I don’t regret purchasing this book. This book covers some great content while guiding you through the pages. I find it futile to continue development without having some knowledge of design and usability of a site.
Before I read this, I assumed that every user was just like myself. Come to find out, I assumed a lot of things about the users that visited my sites - I was totally wrong.
After you read this book, you will notice certain things about sites, while you create webpages you will have a voice in the back of your head concurrently guiding every key stroke to deliver a page that is built the way you want it but also the way potential users would want it.
Click the link and checkout some of the reviews and details about the book as mine does not do justice.

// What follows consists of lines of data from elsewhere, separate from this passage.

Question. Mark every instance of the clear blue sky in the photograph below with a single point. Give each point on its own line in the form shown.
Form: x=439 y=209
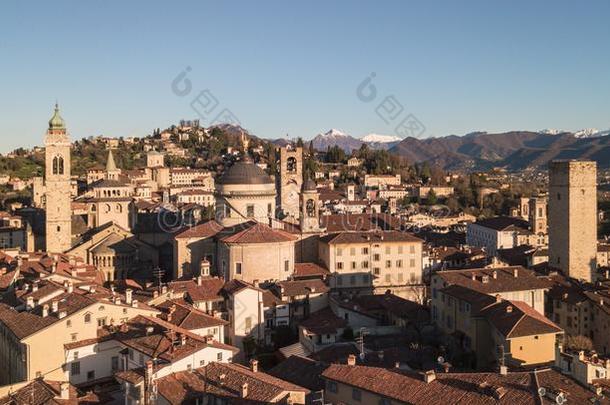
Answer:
x=286 y=67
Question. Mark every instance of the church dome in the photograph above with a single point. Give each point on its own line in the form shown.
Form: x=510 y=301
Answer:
x=310 y=185
x=56 y=122
x=245 y=172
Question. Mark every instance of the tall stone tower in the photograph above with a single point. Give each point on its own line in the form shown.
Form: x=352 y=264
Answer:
x=58 y=208
x=572 y=218
x=291 y=180
x=310 y=212
x=538 y=215
x=112 y=172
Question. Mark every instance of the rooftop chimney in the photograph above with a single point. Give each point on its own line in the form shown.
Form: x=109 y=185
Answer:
x=149 y=370
x=64 y=390
x=205 y=268
x=429 y=376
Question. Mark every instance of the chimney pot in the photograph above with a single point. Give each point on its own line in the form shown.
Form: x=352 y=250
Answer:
x=64 y=390
x=429 y=376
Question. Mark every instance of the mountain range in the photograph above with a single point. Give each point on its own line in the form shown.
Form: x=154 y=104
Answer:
x=514 y=150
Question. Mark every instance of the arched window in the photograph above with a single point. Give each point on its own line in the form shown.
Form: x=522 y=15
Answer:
x=58 y=165
x=310 y=206
x=291 y=164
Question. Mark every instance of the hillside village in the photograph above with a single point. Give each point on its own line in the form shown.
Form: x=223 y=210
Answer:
x=210 y=266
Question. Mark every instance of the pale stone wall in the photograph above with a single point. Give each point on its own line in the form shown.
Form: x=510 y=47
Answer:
x=235 y=203
x=573 y=218
x=57 y=193
x=291 y=179
x=373 y=265
x=45 y=349
x=259 y=261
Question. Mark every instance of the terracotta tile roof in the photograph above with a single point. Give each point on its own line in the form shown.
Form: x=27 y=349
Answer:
x=301 y=371
x=503 y=223
x=157 y=339
x=26 y=323
x=270 y=299
x=225 y=380
x=205 y=230
x=516 y=319
x=209 y=289
x=187 y=317
x=7 y=279
x=379 y=304
x=463 y=388
x=372 y=237
x=505 y=279
x=302 y=270
x=255 y=233
x=292 y=288
x=323 y=322
x=39 y=392
x=477 y=300
x=235 y=285
x=359 y=222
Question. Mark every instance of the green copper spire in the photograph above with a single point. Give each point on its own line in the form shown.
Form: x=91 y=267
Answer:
x=110 y=165
x=56 y=122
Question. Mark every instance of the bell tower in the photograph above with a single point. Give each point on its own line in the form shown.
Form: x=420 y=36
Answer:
x=58 y=210
x=310 y=212
x=291 y=180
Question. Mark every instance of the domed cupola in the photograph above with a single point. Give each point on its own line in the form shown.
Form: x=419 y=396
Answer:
x=56 y=122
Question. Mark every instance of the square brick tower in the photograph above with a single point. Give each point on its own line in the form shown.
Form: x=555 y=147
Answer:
x=58 y=209
x=573 y=218
x=290 y=181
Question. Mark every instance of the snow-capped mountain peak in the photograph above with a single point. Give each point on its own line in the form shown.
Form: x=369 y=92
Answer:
x=583 y=133
x=333 y=133
x=378 y=138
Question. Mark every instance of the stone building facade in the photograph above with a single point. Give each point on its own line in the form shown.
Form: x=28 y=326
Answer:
x=572 y=218
x=291 y=180
x=57 y=186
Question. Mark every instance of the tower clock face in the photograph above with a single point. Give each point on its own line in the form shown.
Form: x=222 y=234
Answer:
x=311 y=209
x=293 y=196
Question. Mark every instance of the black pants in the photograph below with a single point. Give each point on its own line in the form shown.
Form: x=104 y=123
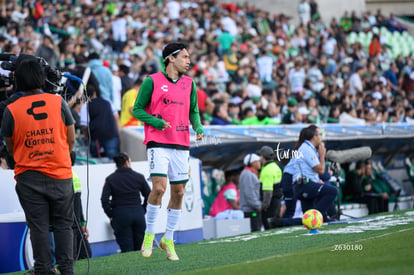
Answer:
x=274 y=207
x=289 y=195
x=255 y=220
x=129 y=226
x=47 y=201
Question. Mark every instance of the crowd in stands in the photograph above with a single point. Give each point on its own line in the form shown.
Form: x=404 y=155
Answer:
x=251 y=67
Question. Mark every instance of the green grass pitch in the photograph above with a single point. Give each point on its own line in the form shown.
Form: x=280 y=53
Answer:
x=383 y=244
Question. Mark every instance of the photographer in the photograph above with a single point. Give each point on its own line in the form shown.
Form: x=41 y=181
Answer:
x=39 y=132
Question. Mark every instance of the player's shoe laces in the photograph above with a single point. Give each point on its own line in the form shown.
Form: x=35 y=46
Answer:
x=168 y=246
x=146 y=248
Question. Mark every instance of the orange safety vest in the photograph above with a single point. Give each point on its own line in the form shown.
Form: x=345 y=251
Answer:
x=40 y=136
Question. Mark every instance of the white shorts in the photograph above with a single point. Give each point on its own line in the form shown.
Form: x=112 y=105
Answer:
x=168 y=162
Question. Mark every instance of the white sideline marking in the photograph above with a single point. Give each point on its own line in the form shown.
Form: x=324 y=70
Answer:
x=374 y=224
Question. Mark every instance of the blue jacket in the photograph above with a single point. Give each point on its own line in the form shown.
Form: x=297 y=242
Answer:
x=104 y=77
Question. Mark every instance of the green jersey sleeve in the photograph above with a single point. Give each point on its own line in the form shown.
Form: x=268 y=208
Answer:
x=142 y=100
x=194 y=113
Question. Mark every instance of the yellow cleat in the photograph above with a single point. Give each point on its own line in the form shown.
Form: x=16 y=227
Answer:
x=168 y=246
x=146 y=248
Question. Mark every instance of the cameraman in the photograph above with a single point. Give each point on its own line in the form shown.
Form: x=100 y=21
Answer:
x=39 y=132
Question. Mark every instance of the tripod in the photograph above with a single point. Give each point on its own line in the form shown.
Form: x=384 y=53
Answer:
x=335 y=169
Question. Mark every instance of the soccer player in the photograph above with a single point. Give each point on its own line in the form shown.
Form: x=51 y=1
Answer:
x=166 y=103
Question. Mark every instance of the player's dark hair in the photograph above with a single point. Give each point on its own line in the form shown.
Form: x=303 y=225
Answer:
x=172 y=49
x=120 y=159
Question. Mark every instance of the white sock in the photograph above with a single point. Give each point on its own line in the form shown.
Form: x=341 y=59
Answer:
x=152 y=214
x=173 y=215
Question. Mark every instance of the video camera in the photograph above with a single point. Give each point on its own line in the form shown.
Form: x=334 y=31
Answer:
x=10 y=63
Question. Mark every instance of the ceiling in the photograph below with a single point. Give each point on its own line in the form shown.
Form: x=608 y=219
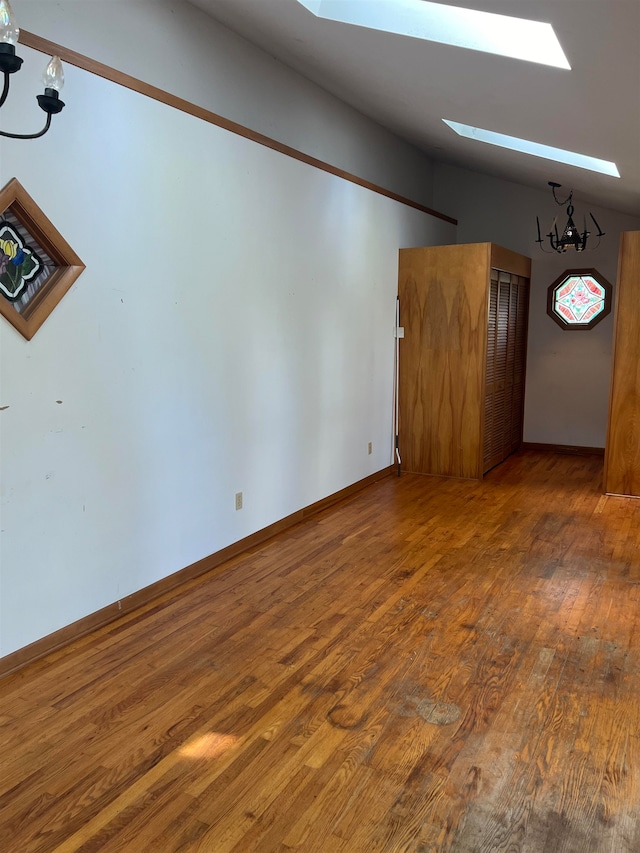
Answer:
x=409 y=86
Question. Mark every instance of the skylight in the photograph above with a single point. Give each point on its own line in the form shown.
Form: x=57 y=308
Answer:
x=532 y=41
x=548 y=152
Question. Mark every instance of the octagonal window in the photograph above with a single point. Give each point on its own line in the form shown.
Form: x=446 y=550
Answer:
x=579 y=299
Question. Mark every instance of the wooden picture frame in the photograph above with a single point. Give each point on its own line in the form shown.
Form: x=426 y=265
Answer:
x=63 y=268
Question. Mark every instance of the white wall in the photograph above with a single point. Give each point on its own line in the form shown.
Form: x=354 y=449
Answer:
x=568 y=373
x=233 y=332
x=176 y=46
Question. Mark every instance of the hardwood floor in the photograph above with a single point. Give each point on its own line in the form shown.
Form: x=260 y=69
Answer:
x=434 y=665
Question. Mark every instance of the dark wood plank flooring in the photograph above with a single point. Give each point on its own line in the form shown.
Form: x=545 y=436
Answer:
x=432 y=665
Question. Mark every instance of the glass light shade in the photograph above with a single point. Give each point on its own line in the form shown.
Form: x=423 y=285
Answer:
x=9 y=30
x=53 y=77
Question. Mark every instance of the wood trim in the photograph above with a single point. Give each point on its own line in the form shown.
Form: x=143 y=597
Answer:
x=151 y=594
x=121 y=79
x=508 y=261
x=563 y=448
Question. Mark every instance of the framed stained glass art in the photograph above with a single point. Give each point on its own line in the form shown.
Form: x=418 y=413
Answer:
x=579 y=299
x=37 y=265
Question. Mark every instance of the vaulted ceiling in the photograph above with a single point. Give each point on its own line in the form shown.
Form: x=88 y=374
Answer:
x=409 y=85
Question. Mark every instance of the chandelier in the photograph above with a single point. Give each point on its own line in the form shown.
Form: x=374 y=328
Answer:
x=53 y=77
x=571 y=237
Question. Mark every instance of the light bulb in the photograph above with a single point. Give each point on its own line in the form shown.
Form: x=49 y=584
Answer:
x=9 y=30
x=53 y=77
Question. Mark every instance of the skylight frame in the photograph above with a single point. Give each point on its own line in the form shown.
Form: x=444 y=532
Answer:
x=535 y=149
x=488 y=32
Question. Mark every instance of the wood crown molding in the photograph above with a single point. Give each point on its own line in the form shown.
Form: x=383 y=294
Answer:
x=121 y=79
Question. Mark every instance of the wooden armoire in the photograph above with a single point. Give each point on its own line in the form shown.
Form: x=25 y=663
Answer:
x=464 y=310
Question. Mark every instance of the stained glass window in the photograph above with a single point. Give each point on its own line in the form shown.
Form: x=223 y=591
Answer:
x=579 y=299
x=37 y=265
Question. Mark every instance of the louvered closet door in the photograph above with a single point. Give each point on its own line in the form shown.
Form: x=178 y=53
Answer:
x=490 y=388
x=520 y=301
x=506 y=356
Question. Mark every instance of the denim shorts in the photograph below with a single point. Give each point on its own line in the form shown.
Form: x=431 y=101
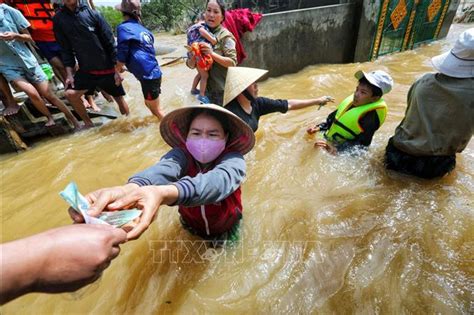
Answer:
x=33 y=75
x=49 y=50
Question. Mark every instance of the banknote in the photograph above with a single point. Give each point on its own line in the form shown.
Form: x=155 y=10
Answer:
x=79 y=203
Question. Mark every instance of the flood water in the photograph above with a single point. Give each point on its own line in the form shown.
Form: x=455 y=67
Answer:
x=320 y=234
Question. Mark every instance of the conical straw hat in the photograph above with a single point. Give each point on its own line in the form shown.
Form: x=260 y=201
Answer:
x=238 y=80
x=175 y=125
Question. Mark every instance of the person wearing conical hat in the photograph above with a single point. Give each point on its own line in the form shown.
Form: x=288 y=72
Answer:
x=241 y=97
x=358 y=116
x=202 y=174
x=439 y=119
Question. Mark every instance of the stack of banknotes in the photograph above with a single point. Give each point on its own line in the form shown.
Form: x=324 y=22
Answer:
x=79 y=203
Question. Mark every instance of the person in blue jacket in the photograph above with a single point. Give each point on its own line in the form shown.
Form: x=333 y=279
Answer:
x=135 y=50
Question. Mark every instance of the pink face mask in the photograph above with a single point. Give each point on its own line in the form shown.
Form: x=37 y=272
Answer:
x=205 y=150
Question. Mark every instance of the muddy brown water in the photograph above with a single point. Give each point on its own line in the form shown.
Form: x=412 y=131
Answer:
x=321 y=234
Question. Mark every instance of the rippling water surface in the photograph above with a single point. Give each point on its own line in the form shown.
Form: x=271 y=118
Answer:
x=321 y=234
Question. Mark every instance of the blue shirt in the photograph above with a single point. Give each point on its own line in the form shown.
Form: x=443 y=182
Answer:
x=135 y=49
x=14 y=53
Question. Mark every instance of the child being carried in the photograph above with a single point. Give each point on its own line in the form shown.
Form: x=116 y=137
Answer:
x=199 y=35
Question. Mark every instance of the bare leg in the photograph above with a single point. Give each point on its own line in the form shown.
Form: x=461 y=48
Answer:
x=11 y=107
x=154 y=106
x=74 y=97
x=58 y=68
x=196 y=80
x=35 y=98
x=45 y=91
x=123 y=106
x=203 y=83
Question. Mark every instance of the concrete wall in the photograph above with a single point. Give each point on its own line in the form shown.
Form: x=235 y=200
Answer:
x=287 y=42
x=448 y=19
x=368 y=15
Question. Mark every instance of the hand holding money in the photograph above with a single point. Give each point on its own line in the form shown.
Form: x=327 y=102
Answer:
x=83 y=211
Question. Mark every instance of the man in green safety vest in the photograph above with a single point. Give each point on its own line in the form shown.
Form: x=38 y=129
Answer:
x=356 y=119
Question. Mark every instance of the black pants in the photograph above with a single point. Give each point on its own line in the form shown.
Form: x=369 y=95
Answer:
x=420 y=166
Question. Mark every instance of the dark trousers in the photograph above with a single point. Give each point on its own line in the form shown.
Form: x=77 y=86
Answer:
x=420 y=166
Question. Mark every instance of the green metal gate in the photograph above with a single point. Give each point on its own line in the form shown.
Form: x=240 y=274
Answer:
x=405 y=24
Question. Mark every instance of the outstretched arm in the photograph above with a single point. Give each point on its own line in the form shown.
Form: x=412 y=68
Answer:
x=59 y=260
x=295 y=104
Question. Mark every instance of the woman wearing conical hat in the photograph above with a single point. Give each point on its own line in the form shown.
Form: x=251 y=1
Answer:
x=241 y=97
x=202 y=174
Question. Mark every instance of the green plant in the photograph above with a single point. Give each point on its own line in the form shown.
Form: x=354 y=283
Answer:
x=169 y=14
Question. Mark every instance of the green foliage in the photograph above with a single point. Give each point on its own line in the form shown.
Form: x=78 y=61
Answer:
x=112 y=16
x=170 y=14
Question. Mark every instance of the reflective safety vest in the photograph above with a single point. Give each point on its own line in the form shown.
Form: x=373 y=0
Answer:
x=346 y=123
x=40 y=14
x=211 y=219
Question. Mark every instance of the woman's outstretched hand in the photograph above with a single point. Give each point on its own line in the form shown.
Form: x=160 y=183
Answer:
x=146 y=198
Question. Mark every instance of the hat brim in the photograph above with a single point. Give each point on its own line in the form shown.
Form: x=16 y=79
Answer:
x=238 y=79
x=361 y=74
x=175 y=125
x=452 y=66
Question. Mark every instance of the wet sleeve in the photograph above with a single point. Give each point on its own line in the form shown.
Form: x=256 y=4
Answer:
x=329 y=120
x=170 y=168
x=369 y=124
x=229 y=49
x=215 y=185
x=107 y=37
x=67 y=53
x=266 y=106
x=123 y=44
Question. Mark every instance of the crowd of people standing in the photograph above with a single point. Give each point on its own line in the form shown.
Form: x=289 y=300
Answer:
x=203 y=171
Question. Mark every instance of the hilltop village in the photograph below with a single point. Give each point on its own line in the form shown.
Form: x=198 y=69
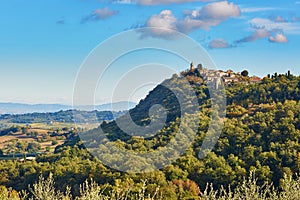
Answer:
x=217 y=77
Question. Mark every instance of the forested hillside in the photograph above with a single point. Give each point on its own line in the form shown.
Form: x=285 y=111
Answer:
x=261 y=134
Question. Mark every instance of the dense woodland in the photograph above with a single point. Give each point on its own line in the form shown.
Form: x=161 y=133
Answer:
x=261 y=138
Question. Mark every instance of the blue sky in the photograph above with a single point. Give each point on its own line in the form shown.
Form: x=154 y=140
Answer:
x=43 y=43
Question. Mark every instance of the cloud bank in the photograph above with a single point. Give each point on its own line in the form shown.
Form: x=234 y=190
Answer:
x=203 y=18
x=99 y=14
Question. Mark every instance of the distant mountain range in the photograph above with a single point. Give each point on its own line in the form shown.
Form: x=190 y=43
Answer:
x=19 y=108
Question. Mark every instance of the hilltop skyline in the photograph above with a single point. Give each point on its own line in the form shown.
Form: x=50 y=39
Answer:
x=43 y=44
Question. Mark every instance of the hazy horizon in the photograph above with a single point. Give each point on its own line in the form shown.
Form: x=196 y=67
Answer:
x=42 y=49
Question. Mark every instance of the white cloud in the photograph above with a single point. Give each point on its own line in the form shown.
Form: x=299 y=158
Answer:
x=218 y=11
x=256 y=9
x=204 y=18
x=99 y=14
x=218 y=44
x=279 y=38
x=163 y=24
x=158 y=2
x=287 y=27
x=280 y=19
x=258 y=34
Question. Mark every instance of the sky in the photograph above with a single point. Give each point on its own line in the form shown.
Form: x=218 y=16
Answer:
x=43 y=44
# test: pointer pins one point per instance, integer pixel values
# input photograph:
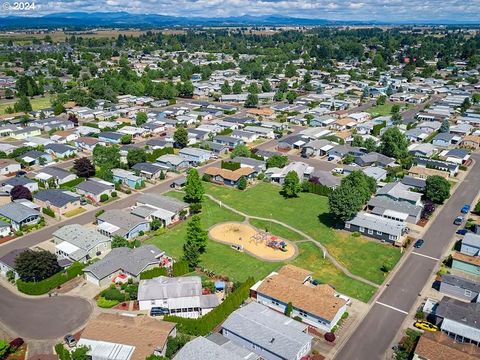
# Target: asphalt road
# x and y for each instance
(42, 318)
(372, 338)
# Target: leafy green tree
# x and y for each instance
(83, 167)
(126, 139)
(22, 105)
(445, 127)
(106, 156)
(251, 101)
(193, 188)
(237, 87)
(291, 185)
(240, 150)
(278, 161)
(195, 242)
(36, 265)
(226, 88)
(135, 156)
(266, 87)
(180, 137)
(394, 143)
(291, 96)
(242, 183)
(141, 118)
(437, 189)
(4, 348)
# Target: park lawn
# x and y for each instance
(37, 104)
(311, 258)
(220, 258)
(309, 213)
(276, 229)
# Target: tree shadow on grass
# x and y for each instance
(328, 220)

@michaelhenderson I agree with you, “Don’t make me think” is a great book with valuable insights. I read it a while ago when it first came out and my eyes were open, so to speak(I need to read the latest version, I just skimmed it through) It’s easy to get caught up designing websites based on our experience when we suppose to be designing websites that suit the user.
In my opinion this book is in a 3-way tie for the best book to open your mind to the benefits of design with tech (the other two being Don Norman’s “Design of Everyday Things” and Kathy Sierra’s “Badass: Making Users Awesome”).
Great idea reviewing this here! Any camper would level-up in a big way from reading this book.
I’m finishing it up now and really like it. Some of it falls into the, “Well, duh, that’s kind of obvious.” - obvious, of course, once you’ve been presented with it. It was also interesting to think about how different forces within the “company” will push for different things, some of which will hurt the user experience. It’s nice to be reminded that the user should come first.